Policy progress hinges on informed, pragmatic leadership rather than symbolic legislative actions

Legislation gets headlines. Leadership gets results.

High-profile moves, like the Senate vote to lift an AI development moratorium, create a sense that serious action is happening. But most of this is surface-level signaling. These actions rarely shift how AI is managed or applied inside companies. They don’t solve how algorithms get built, deployed, and governed day-to-day. What’s missing isn’t more political activity, it’s technical and operational understanding at the leadership level.

Real AI governance doesn’t start with sweeping legislation. It starts with leaders who understand the tech, the risks, the legal environment, and the strategic value, all at the same time. That combination is rare, but it’s essential. Without it, organizations fall into two traps: overregulating in fear or underregulating due to misunderstanding. Both waste time and create friction.

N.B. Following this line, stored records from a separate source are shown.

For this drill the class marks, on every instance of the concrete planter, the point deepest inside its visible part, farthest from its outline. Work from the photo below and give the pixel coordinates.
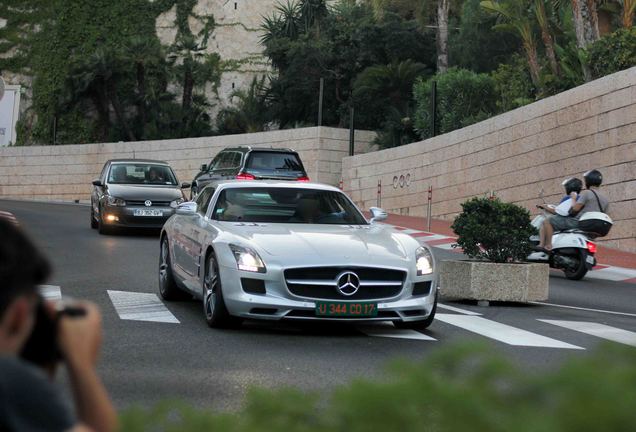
(478, 280)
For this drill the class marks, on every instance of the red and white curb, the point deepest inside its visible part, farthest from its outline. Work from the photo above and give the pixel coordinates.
(601, 272)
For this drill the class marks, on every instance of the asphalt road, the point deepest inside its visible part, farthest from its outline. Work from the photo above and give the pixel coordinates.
(144, 362)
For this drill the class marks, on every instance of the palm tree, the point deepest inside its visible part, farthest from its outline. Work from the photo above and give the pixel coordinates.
(514, 17)
(627, 15)
(546, 36)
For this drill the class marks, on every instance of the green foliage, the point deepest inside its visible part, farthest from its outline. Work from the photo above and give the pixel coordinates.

Policy will always lag behind technological development. That makes internal leadership, not compliance departments, not legislative bodies, the most important force for steering AI responsibly across the enterprise. The right decision-makers need to be actively involved, not just informed after the fact. Otherwise, governance becomes reactive and fragile.

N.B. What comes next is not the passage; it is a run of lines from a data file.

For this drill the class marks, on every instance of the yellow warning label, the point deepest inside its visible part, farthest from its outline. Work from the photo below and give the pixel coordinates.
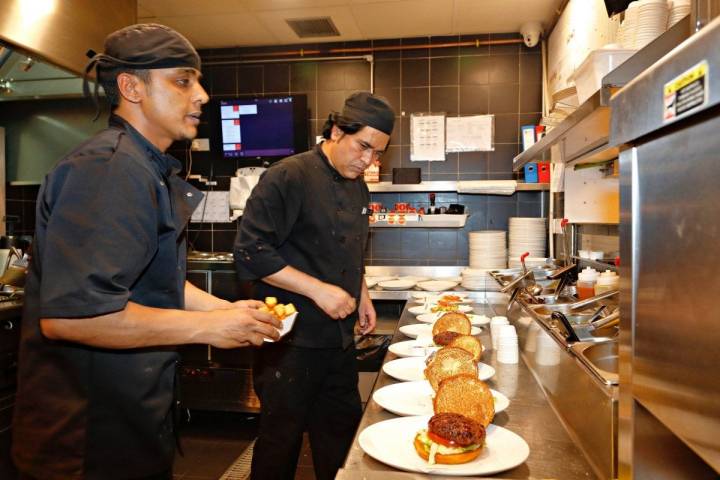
(698, 71)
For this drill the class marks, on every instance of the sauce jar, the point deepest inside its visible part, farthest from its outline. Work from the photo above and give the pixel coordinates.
(606, 282)
(585, 285)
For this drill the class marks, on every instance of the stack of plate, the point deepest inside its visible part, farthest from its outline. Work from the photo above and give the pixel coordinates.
(628, 28)
(678, 10)
(487, 249)
(652, 21)
(527, 234)
(479, 279)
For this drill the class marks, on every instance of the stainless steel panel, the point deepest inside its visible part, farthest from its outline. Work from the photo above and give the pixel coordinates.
(638, 107)
(675, 364)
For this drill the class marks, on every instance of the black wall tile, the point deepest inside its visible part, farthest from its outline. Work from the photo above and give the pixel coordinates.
(444, 99)
(474, 70)
(504, 98)
(387, 73)
(277, 78)
(474, 99)
(531, 97)
(504, 69)
(444, 71)
(303, 77)
(415, 99)
(415, 73)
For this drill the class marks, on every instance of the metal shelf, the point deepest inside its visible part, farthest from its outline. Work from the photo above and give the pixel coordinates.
(389, 187)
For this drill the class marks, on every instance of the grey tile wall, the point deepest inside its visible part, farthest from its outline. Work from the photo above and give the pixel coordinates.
(503, 80)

Executives should stop treating AI governance like a future concern. If AI is being rolled out in your systems today, and it is making decisions that affect real people, then this is already a leadership responsibility, not just a legal formality. Oversight needs to move faster than public processes. That starts with pragmatic leadership that focuses on execution, not press releases.

Organizations waiting for clarity from regulators will fall behind. The leaders driving impact are the ones closing the gap between innovation and governance inside their own companies. They’re not waiting for perfect laws, they’re building clear frameworks internally, making sure compliance and engineering teams collaborate, and aligning AI use with business outcomes.

That’s how real progress happens. Not through symbolic votes, but through leadership that understands what the technology is doing, holds teams accountable, and builds systems that actually work in the real world.

Key takeaways for decision-makers

  • Existing regulations already apply to AI: Leaders should stop assuming AI operates in a legal gray zone. Industries like healthcare and finance already enforce strict rules that include AI-driven systems, and major platforms embed responsible AI clauses into their contracts.
  • Lack of AI literacy is the real problem: Executives need to close the knowledge gap around how AI works and where it fits within existing compliance frameworks. Without this understanding, policies become symbolic and implementation risks grow.
  • Regulatory overload is draining efficiency: Leaders should shift from chasing new rules to streamlining compliance with current ones. Fragmented legislation and duplicated efforts contribute more to fatigue than effective oversight.
  • AI literacy is a leadership priority: Elevating AI literacy across legal, compliance, and executive teams is essential. Understanding operational AI use is now as important as financial competence at the leadership level.
  • Progress depends on informed leadership: Strong AI governance comes from leaders who understand both the technology and regulation. Don’t wait for perfect laws, build internal processes that align responsible innovation with business outcomes.